■「住みやすい」は7割超

 伊東市が市民ニーズを把握し、市政に反映させるために実施した本年度の「市民満足度調査」の結果がまとまった。市の町づくりに対しての満足度は安全でおいしい水の安定供給が最も高く、企業誘致などを通じて雇用の創出・確保が最も低かった。今後の市政に望むことは前年度と同様、公共施設の効率的な活用、市の組織のスリム化が上位を占めた。市は結果をホームページに掲載したほか、今後の市政に生かしていく。

 前年度と比べ、まちづくりに関する43項目のうち、26項目が前年度より満足度が向上し、17項目が低下した。道路環境の整備、高齢者福祉の充実は満足度が増したが、市の財政の健全な運営、市からの情報提供は大きく減少した。今後の市政に望むことのうち、公共事業の見直しが前年度の6位から3位、行政情報の積極的な公開が同8位から4位へと上がった。

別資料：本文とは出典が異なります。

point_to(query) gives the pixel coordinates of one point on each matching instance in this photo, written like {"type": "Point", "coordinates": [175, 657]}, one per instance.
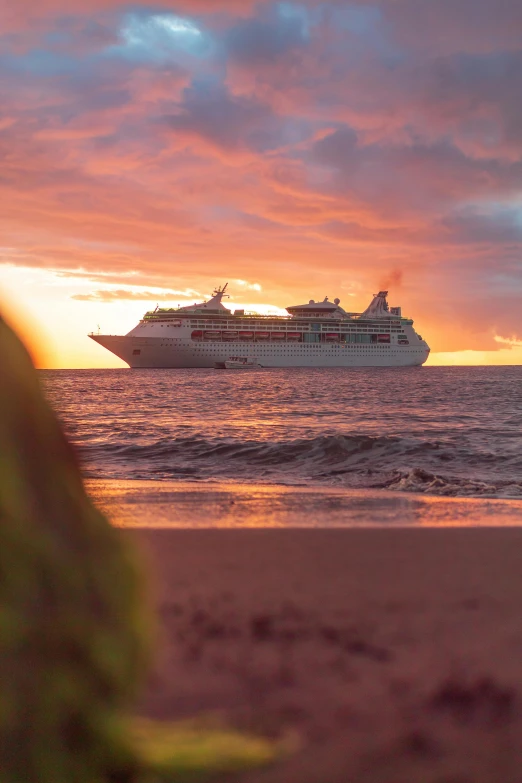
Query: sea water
{"type": "Point", "coordinates": [452, 431]}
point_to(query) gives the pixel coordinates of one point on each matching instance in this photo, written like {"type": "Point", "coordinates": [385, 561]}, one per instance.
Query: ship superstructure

 公共施設のうち、建て替え、拡張の必要があるのは前年度と上位三つは変わらず、観光会館、図書館、市立養護老人ホームの順だった。住みごこちについては7割以上の人が良いと回答したが、住みにくいと答えた理由の1位は「医療・福祉が充実していない」、2位は「働く場所が少ない」、3位は「買い物などの日常生活が不便」だった。

 調査は18歳以上の市民の中から2千人を層化無作為抽出、郵送で回答を求めた。回答数は816部、回答率は40・8%だった。